Kontrakt podpisano podczas wizyty amerykańskiego prezydenta w pustynnym królestwie. Umowa opiewa na sprzedaż stronie arabskiej broni i usług na kwotę 109,7 mld dol.

Według agencji Reuters, umowa zawiera klauzulę, która umożliwia, w zależności od sytuacji, zwiększenie arabskich zakupów w USA do 350 mld dol. w ciągu dekady. Wśród zamówionej w USA broni są systemy rakietowe, bomby, transportery opancerzone, system obrony przeciwrakietowej THAAD, torpedowce i inne statki wojenne do operacji w strefie przybrzeżnej. Cały pakiet umów gospodarczych podpisany w sobotę przez Donalda Trumpa i króla Salmana bin Aziz Abedel'a opiewa na 280 mld dol., podał Sky News Arabia.

Kontrakty zostaną zrealizowane w ciągu 10 lat. Według Sztokholmskiego Międzynarodowego Instytut Badania Problemów Światowych (SIPRI) liderami eksportu w latach 2011-2015 są USA (+26 proc.), przed Rosją (+28 proc.) i Chinami (+88 proc.), które najszybciej zwiększają eksport. Eksport USA i Rosji stanowi 58 proc. całego eksportu świata.

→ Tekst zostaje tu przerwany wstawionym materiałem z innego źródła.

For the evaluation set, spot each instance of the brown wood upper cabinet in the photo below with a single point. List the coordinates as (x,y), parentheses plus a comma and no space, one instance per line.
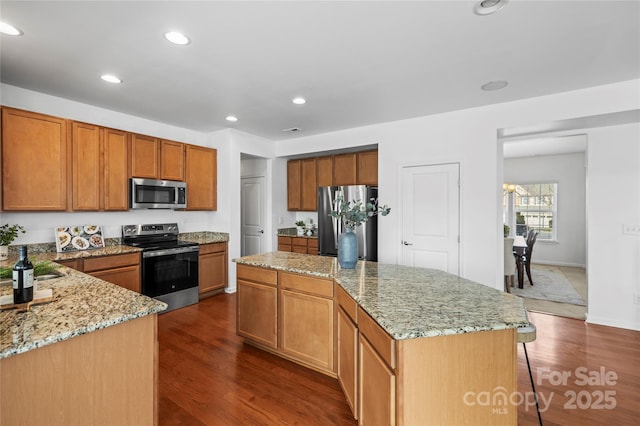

Największymi importerami są Indie, przed Arabią Saudyjską i Chinami. Najwięcej, bo 36 proc. wszystkich wydatków wojskowych, ma miejsce w USA. W ciągu ostatniego roku amerykańskie wydatki zwiększyły się o 1,7 proc. do 611 mld dol. Na drugim miejscu Chiny - 13 proc. udziału i tu wzrost był na poziomie 5,4 proc. do 215 mld dol. udział. Trzecia Rosja ma 4,1 proc. udziału i 69,2 mld dol. wydatków. Na czwartym miejscu Arabia Saudyjska, która w minionym roku wydała na zakupy broni 63,7 mld dol.